To See the Stars
"To See The Stars" is a 45-minute, multi-media dramatic song cycle for two sopranos and chamber ensemble which examines the history of astronomy, and telling the story of the irrepressible human desire to come into closer contact with celestial bodies. The piece was inspired by the Hubble Space Telescope—its mission and what it represents. It is the culmination of thousands upon thousands of years of stargazing, study, and discovery.
Unfolding in a series of scenes and interludes, To See the Stars follows an abstract narrative centering on five main themes that inspire the study of astronomy: Mystery, Wonder, Aspiration, Curiosity, and Discovery. The piece traces the history of astronomy, with the two sopranos alternately portraying the Voices of the Ancestors, Galileo, and Edward Hubble. By bringing in the stories of Galileo and Hubble, we imply that the technological achievements they inspired have parallel roles in the history of astronomy. The telescope was an enormous technological jump forward, and it made possible a tremendous acceleration in human understanding. The Hubble was another such groundbreaking event.
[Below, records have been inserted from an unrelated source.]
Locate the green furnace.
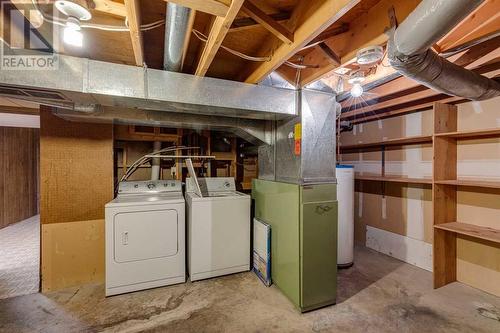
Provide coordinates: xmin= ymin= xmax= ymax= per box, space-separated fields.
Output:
xmin=252 ymin=90 xmax=338 ymax=312
xmin=252 ymin=179 xmax=337 ymax=312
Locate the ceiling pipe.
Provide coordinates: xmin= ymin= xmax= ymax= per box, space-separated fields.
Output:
xmin=163 ymin=2 xmax=192 ymax=72
xmin=151 ymin=2 xmax=192 ymax=180
xmin=388 ymin=0 xmax=500 ymax=101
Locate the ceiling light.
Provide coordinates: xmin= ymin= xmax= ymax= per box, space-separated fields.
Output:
xmin=347 ymin=72 xmax=365 ymax=84
xmin=63 ymin=17 xmax=83 ymax=47
xmin=54 ymin=0 xmax=92 ymax=21
xmin=351 ymin=83 xmax=363 ymax=97
xmin=356 ymin=45 xmax=384 ymax=65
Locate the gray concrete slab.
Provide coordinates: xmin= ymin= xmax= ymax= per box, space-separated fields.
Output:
xmin=0 ymin=247 xmax=500 ymax=333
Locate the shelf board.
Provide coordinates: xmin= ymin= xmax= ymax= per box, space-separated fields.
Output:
xmin=340 ymin=135 xmax=432 ymax=150
xmin=436 ymin=128 xmax=500 ymax=140
xmin=434 ymin=179 xmax=500 ymax=188
xmin=354 ymin=175 xmax=432 ymax=184
xmin=434 ymin=222 xmax=500 ymax=243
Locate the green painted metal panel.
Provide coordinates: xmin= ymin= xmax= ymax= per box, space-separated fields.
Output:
xmin=252 ymin=179 xmax=337 ymax=311
xmin=300 ymin=184 xmax=338 ymax=311
xmin=252 ymin=179 xmax=300 ymax=307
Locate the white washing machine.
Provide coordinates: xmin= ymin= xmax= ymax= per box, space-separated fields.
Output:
xmin=106 ymin=180 xmax=186 ymax=296
xmin=186 ymin=177 xmax=250 ymax=281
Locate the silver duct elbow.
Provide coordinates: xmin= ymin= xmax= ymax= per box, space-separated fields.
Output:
xmin=388 ymin=0 xmax=500 ymax=101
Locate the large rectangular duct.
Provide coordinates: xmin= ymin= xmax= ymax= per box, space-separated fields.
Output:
xmin=259 ymin=89 xmax=339 ymax=185
xmin=0 ymin=48 xmax=297 ymax=120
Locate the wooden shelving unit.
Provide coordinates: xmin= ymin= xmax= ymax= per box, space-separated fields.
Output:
xmin=340 ymin=103 xmax=500 ymax=288
xmin=354 ymin=175 xmax=432 ymax=184
xmin=340 ymin=135 xmax=432 ymax=152
xmin=434 ymin=179 xmax=500 ymax=189
xmin=434 ymin=222 xmax=500 ymax=244
xmin=432 ymin=103 xmax=500 ymax=288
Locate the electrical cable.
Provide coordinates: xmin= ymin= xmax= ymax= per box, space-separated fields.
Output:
xmin=31 ymin=0 xmax=165 ymax=32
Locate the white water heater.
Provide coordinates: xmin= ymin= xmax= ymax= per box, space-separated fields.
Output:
xmin=336 ymin=164 xmax=354 ymax=267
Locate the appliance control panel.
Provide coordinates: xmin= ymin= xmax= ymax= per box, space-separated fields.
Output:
xmin=118 ymin=180 xmax=182 ymax=194
xmin=186 ymin=177 xmax=236 ymax=193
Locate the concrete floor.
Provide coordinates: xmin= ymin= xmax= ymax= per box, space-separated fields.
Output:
xmin=0 ymin=215 xmax=40 ymax=299
xmin=0 ymin=247 xmax=500 ymax=333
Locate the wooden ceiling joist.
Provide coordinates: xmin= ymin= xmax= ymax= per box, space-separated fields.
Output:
xmin=92 ymin=0 xmax=127 ymax=17
xmin=195 ymin=0 xmax=244 ymax=76
xmin=229 ymin=12 xmax=292 ymax=32
xmin=294 ymin=0 xmax=420 ymax=86
xmin=125 ymin=0 xmax=144 ymax=66
xmin=245 ymin=0 xmax=360 ymax=83
xmin=438 ymin=0 xmax=500 ymax=51
xmin=165 ymin=0 xmax=231 ymax=17
xmin=242 ymin=0 xmax=293 ymax=44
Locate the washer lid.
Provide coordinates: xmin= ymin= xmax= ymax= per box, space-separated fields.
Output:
xmin=106 ymin=192 xmax=184 ymax=207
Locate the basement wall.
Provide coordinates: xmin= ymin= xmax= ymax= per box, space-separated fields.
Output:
xmin=40 ymin=107 xmax=113 ymax=292
xmin=0 ymin=127 xmax=40 ymax=229
xmin=340 ymin=98 xmax=500 ymax=296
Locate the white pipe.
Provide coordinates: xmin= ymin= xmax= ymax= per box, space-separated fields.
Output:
xmin=151 ymin=141 xmax=161 ymax=180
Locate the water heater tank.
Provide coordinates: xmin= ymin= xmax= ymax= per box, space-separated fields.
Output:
xmin=336 ymin=165 xmax=354 ymax=267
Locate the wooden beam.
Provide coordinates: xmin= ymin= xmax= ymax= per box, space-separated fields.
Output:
xmin=318 ymin=42 xmax=341 ymax=65
xmin=229 ymin=12 xmax=292 ymax=32
xmin=125 ymin=0 xmax=144 ymax=66
xmin=438 ymin=0 xmax=500 ymax=51
xmin=242 ymin=0 xmax=293 ymax=44
xmin=165 ymin=0 xmax=231 ymax=17
xmin=294 ymin=0 xmax=420 ymax=86
xmin=195 ymin=0 xmax=244 ymax=76
xmin=92 ymin=0 xmax=127 ymax=17
xmin=245 ymin=0 xmax=360 ymax=83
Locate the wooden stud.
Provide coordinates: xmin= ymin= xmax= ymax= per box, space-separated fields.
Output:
xmin=195 ymin=0 xmax=244 ymax=76
xmin=432 ymin=103 xmax=457 ymax=288
xmin=165 ymin=0 xmax=230 ymax=17
xmin=242 ymin=0 xmax=293 ymax=44
xmin=245 ymin=0 xmax=360 ymax=83
xmin=229 ymin=12 xmax=291 ymax=32
xmin=125 ymin=0 xmax=144 ymax=66
xmin=292 ymin=0 xmax=420 ymax=86
xmin=92 ymin=0 xmax=127 ymax=17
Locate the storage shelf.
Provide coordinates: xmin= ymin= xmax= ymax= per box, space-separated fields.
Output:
xmin=434 ymin=222 xmax=500 ymax=243
xmin=436 ymin=128 xmax=500 ymax=140
xmin=340 ymin=135 xmax=432 ymax=150
xmin=354 ymin=175 xmax=432 ymax=184
xmin=434 ymin=179 xmax=500 ymax=188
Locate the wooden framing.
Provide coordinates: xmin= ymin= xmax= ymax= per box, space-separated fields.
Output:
xmin=292 ymin=0 xmax=420 ymax=86
xmin=195 ymin=0 xmax=244 ymax=76
xmin=242 ymin=0 xmax=293 ymax=44
xmin=244 ymin=0 xmax=360 ymax=83
xmin=93 ymin=0 xmax=127 ymax=17
xmin=125 ymin=0 xmax=144 ymax=66
xmin=165 ymin=0 xmax=234 ymax=17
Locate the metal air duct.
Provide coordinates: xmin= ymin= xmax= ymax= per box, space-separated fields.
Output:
xmin=388 ymin=0 xmax=500 ymax=101
xmin=163 ymin=2 xmax=192 ymax=72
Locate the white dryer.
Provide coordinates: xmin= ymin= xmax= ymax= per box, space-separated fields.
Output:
xmin=105 ymin=180 xmax=186 ymax=296
xmin=186 ymin=177 xmax=250 ymax=281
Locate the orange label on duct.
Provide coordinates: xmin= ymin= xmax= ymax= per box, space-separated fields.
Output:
xmin=295 ymin=139 xmax=302 ymax=155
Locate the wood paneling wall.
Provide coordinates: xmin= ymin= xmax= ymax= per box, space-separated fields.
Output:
xmin=0 ymin=127 xmax=40 ymax=228
xmin=40 ymin=108 xmax=113 ymax=291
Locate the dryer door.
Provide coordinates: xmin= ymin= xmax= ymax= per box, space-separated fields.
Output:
xmin=113 ymin=209 xmax=179 ymax=263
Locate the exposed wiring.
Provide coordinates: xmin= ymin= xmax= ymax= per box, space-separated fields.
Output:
xmin=193 ymin=29 xmax=272 ymax=62
xmin=31 ymin=0 xmax=165 ymax=32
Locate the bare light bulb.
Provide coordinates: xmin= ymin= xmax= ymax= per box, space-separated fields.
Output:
xmin=351 ymin=83 xmax=363 ymax=97
xmin=63 ymin=17 xmax=83 ymax=47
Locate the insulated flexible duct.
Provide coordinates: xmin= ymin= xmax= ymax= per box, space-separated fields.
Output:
xmin=388 ymin=0 xmax=500 ymax=101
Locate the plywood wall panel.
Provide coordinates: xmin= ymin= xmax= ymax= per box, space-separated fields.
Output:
xmin=0 ymin=127 xmax=39 ymax=228
xmin=40 ymin=108 xmax=113 ymax=291
xmin=40 ymin=109 xmax=113 ymax=224
xmin=42 ymin=220 xmax=104 ymax=292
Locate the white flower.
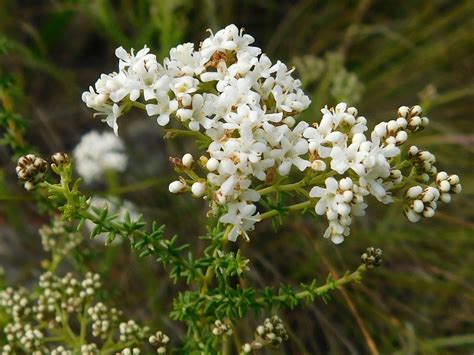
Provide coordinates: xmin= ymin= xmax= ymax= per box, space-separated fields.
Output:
xmin=146 ymin=91 xmax=178 ymax=126
xmin=191 ymin=182 xmax=206 ymax=197
xmin=168 ymin=180 xmax=186 ymax=194
xmin=219 ymin=202 xmax=259 ymax=242
xmin=83 ymin=25 xmax=461 ymax=243
xmin=73 ymin=131 xmax=127 ymax=183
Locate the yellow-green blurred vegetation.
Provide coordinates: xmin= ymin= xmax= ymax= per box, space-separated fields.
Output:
xmin=0 ymin=0 xmax=474 ymax=354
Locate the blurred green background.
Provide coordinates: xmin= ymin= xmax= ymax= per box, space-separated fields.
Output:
xmin=0 ymin=0 xmax=474 ymax=354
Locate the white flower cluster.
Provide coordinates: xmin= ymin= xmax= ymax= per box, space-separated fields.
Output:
xmin=0 ymin=271 xmax=165 ymax=355
xmin=242 ymin=316 xmax=288 ymax=354
xmin=83 ymin=25 xmax=462 ymax=243
xmin=73 ymin=131 xmax=127 ymax=183
xmin=87 ymin=302 xmax=121 ymax=339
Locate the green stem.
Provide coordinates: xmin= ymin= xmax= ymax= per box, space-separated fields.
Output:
xmin=260 ymin=200 xmax=313 ymax=221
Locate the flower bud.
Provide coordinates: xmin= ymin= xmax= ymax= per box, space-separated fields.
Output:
xmin=407 ymin=186 xmax=423 ymax=198
xmin=398 ymin=106 xmax=410 ymax=117
xmin=410 ymin=105 xmax=422 ymax=117
xmin=206 ymin=158 xmax=219 ymax=171
xmin=168 ymin=180 xmax=186 ymax=194
xmin=191 ymin=182 xmax=206 ymax=197
xmin=51 ymin=152 xmax=70 ymax=167
xmin=181 ymin=153 xmax=194 ymax=169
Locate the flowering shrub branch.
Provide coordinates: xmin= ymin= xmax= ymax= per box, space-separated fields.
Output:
xmin=4 ymin=25 xmax=461 ymax=354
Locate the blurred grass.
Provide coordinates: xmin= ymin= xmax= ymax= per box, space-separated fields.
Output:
xmin=0 ymin=0 xmax=474 ymax=354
From astrology and prayer to hand-grinding lenses to performing calculations and constructing massive telescopes that orbit in space, there is no length to which people will not go to understand the stars above them.
"To See the Stars" was created in partnership with the Maryland Science Center, and was presented in its Davis Planetarium with custom designed video projections and lighting. It was also presented in the Einstein Planetarium of Smithsonian’s National Air and Space Museum.